Dr Joanna Michlic: Contemporary Polish antisemitism from a global perspective

27th April 2022

This event is co-sponsored by the George Washington University Rabin Chair Forum

In this talk Dr Joanna Michlic discusses key aspects of contemporary Polish antisemitism from a global perspective. Focusing on the use of antisemitic tropes in current politics and public discourse, she demonstrates the remarkable ability of these tropes to be adapted and repackaged to suit the particular political, social, and cultural needs of their advocates.

About this event

Thirty years after the fall of communism, antisemitic tropes have been proving to be as dynamic and versatile as before 1989. In the ‘global post-truth era’, these tropes are especially influential because they proliferate and mutate endlessly on every social media platform, and thus, reach sections of society who might not necessarily have the intellectual skills and historical knowledge to dismiss them as false and as hateful lies. 

This development is not only limited to Poland and post-communist Europe. In the growing antiliberal and antidemocratic cultures on both sides of the Atlantic, we can see the global rise of antisemitism. This development is characterised by ‘geographical and ideological travels’ of different strands of antisemitism of left-wing and right-wing provenance, and by their fusion and mutual feeding on each other.  These global antisemitic connections and mutations require urgent, thorough examination. 

In the case of Poland, the modern national identity, founded upon a matrix of exclusivist ethnonationalism, has been built in opposition to Jews and values associated with Jewishness. The Jew is still evoked as the central Threatening Other to the national collective in the eyes of radical exclusivist ethnonationalistic political groups and their supporters. Today, the far-right repertoire of enemies of the modern vision of Polishness has been expanded to include new perceived threats such as gender-queer studies, multiculturalism and the LGBT community. However, these ‘new enemies’ are often linked to the core traditional enemy of exclusivist ethnonationalistic Poland, the Jew, who is viewed as responsible for the emergence of these new enemies.

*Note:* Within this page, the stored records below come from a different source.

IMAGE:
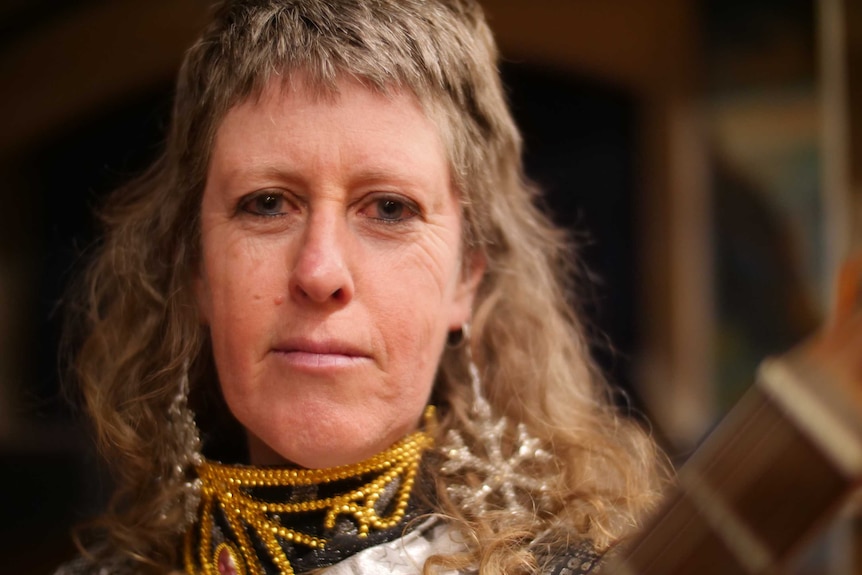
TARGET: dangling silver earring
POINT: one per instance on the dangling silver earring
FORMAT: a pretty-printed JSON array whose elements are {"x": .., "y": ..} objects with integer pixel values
[
  {"x": 505, "y": 481},
  {"x": 181, "y": 422}
]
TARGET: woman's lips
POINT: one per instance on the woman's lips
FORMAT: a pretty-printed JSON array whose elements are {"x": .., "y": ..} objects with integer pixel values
[{"x": 320, "y": 355}]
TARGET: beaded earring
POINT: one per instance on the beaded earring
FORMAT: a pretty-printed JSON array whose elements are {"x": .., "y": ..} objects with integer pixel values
[
  {"x": 181, "y": 422},
  {"x": 504, "y": 471}
]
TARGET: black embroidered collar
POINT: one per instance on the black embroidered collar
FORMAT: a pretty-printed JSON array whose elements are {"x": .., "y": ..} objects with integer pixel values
[{"x": 281, "y": 521}]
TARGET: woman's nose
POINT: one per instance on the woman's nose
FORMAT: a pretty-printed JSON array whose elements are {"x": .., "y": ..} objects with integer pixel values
[{"x": 321, "y": 272}]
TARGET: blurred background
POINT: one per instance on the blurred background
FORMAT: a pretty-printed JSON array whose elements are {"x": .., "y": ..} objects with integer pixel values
[{"x": 705, "y": 154}]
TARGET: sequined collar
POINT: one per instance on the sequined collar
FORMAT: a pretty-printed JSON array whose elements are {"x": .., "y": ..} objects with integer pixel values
[{"x": 280, "y": 521}]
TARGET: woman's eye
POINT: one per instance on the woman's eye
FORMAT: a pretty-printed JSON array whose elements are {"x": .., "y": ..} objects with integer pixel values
[
  {"x": 265, "y": 204},
  {"x": 391, "y": 210}
]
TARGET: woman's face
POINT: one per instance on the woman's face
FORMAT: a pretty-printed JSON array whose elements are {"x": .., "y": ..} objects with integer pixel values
[{"x": 331, "y": 270}]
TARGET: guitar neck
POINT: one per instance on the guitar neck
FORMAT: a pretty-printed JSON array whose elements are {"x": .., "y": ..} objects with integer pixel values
[{"x": 776, "y": 469}]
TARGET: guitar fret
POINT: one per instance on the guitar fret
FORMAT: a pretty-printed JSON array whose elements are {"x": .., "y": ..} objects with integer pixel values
[
  {"x": 726, "y": 523},
  {"x": 811, "y": 413}
]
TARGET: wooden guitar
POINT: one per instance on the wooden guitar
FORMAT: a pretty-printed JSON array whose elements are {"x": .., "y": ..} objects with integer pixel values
[{"x": 780, "y": 465}]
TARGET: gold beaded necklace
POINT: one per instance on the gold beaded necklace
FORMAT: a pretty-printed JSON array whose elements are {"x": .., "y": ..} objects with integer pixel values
[{"x": 257, "y": 521}]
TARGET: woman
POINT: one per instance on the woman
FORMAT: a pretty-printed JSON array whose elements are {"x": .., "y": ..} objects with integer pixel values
[{"x": 339, "y": 244}]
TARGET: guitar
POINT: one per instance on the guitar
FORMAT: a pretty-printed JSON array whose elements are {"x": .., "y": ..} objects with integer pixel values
[{"x": 781, "y": 464}]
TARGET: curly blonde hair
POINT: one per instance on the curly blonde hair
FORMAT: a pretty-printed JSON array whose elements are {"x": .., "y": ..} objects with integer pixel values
[{"x": 140, "y": 325}]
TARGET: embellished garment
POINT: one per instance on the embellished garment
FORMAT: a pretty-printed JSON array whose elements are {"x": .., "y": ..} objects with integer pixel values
[{"x": 281, "y": 521}]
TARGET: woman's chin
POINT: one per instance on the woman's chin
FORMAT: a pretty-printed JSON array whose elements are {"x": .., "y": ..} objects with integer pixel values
[{"x": 318, "y": 452}]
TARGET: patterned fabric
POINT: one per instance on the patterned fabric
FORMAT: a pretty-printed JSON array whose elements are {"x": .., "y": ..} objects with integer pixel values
[
  {"x": 578, "y": 561},
  {"x": 403, "y": 556}
]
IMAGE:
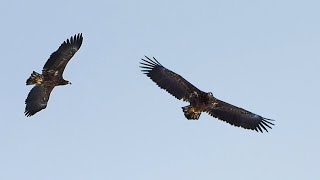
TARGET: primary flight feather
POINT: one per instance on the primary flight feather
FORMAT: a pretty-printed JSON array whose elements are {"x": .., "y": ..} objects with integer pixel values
[
  {"x": 52, "y": 75},
  {"x": 201, "y": 101}
]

Dr Michlic discusses the history, scope, and dynamics of these old and new anti-Jewish tropes. 

Dr Joanna Michlic

Joanna Beata Michlic is a social and cultural historian, and founder and first Director of HBI (Hadassah-Brandeis Institute) Project on Families, Children, and the Holocaust at Brandeis University. She is an Honorary Senior Research Associate at the UCL Centre for the Study of Collective Violence, the Holocaust and Genocide, UCL Institute for Advances Studies, and Research Fellow at Weiss-Livnat International Centre for Holocaust Research and Education, University of Haifa, June 2019 May 2022.

She is a co-Editor in Chief of Genealogy Journal. Among her  major publications are Poland’s Threatening Other: The Image of the Jew from 1880 to the Present, (translated into Polish in 2015 and nominated for the Best History Book of Kazimierz Moczarski Award 2016 in Poland; Hebrew translation, with new epilogue, Jerusalem, Yad Vashem Institute, 2021), Bringing the Dark Past to Light: The Reception of the Holocaust in Postcommunist Europe, co-edited with John-Paul Himka (Lincoln, NUP, 2012), and singled co-edited Jewish Family 1939 – Present: History, Representation, and Memory, Brandeis University Press/NEUP, January 2017).

Her latest single-authored monograph is Piętno Zagłady Wojenna i powojenna historia oraz pamięć żydowskich dzieci ocalałych w Polsce (Warsaw, ZIH, December, 2020). She is currently working on a book project on the history and memory of rescue of Jewish children in Poland, More Than the Milk Of Human Kindness: Jewish Survivors and Their Polish Rescuers Recount Their Tales, 19441949, and is co-convenor of an international conference on Children, War and Genocide to take place at Munich University in October 2022.